9. Set Up Cost-Aware Monitoring
Monitor resource utilization against requests and limits. Create dashboards showing:
- CPU and memory request vs. actual usage — to identify over-provisioning
- Unused node capacity — to right-size node pools
- Pod density per node — to optimize bin packing
# Query comparing requested CPU vs actual usage
fetch k8s_container
| metric 'kubernetes/container/cpu/limit_utilization'
| group_by [resource.namespace_name, resource.pod_name], mean(val())
| window 30m
| filter val() < 0.1
| map [val(), "Under 10% utilized"]
10. Leverage Cloud Monitoring API for Automation
Use the Cloud Monitoring API to programmatically create alerts, dashboards, and SLOs in CI/CD pipelines.
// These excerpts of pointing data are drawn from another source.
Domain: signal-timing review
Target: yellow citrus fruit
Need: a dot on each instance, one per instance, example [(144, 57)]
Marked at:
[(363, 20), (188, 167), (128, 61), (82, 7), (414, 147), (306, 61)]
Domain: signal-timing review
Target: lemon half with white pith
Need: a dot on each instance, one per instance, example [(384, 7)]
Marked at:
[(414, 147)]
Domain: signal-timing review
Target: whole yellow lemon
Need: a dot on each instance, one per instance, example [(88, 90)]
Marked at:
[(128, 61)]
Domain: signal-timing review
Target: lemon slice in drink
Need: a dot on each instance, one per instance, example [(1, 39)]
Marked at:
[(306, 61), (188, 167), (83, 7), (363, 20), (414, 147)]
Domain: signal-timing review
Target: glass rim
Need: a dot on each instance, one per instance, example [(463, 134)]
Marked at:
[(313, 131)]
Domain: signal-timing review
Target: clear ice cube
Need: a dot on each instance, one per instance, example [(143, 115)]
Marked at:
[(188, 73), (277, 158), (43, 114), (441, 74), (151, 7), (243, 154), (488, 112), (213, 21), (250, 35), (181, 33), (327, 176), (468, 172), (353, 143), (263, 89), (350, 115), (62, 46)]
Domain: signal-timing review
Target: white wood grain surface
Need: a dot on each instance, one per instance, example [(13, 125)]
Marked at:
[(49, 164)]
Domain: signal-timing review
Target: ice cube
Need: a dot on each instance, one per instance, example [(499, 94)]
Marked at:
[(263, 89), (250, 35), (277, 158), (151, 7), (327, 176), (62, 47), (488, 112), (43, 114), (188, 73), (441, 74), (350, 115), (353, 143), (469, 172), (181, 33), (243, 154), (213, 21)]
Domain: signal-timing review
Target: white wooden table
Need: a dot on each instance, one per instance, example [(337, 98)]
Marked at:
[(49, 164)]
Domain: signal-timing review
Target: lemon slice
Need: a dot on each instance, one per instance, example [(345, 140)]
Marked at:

This enables:
- Automatically creating alerts for new services upon deployment
- Generating per-environment dashboards from templates
- Integrating metric queries into deployment health checks
# Python example: Query metrics via Cloud Monitoring API
from google.cloud import monitoring_v3
from datetime import datetime, timedelta
import google.auth
client = monitoring_v3.MetricServiceClient()
project_name = f"projects/{project_id}"
# Query last 15 minutes of container CPU
now = datetime.utcnow()
interval = monitoring_v3.TimeInterval(
end_time={"seconds": int(now.timestamp())},
start_time={"seconds": int((now - timedelta(minutes=15)).timestamp())}
)
request = monitoring_v3.ListTimeSeriesRequest(
name=project_name,
filter='resource.type="k8s_container" AND metric.type="kubernetes/container/cpu/core_usage_time"',
interval=interval,
view=monitoring_v3.ListTimeSeriesRequest.TimeSeriesView.FULL
)
for ts in client.list_time_series(request):
print(f"Pod: {ts.resource.labels['pod_name']}")
for point in ts.points:
print(f" {point.interval.end_time}: {point.value.double_value}")
Conclusion
Monitoring GKE effectively means layering Google Cloud's built-in capabilities with your own application-specific signals. Start with the automatic infrastructure metrics that require zero configuration, then add Managed Prometheus scraping for your custom application metrics, supplement with log-based metrics for signals you cannot instrument directly, and tie everything together with thoughtful alerting policies and well-organized dashboards. The combination of Cloud Monitoring's scalable time-series database, PromQL-compatible querying, and infrastructure-as-code support lets you build a monitoring system that grows with your clusters. Treat dashboards and alerts as code, define SLOs with error-budget-based alerting, and continuously refine your observability stack as your workloads evolve. With the practices and code examples in this tutorial, you have a complete foundation for production-grade GKE monitoring.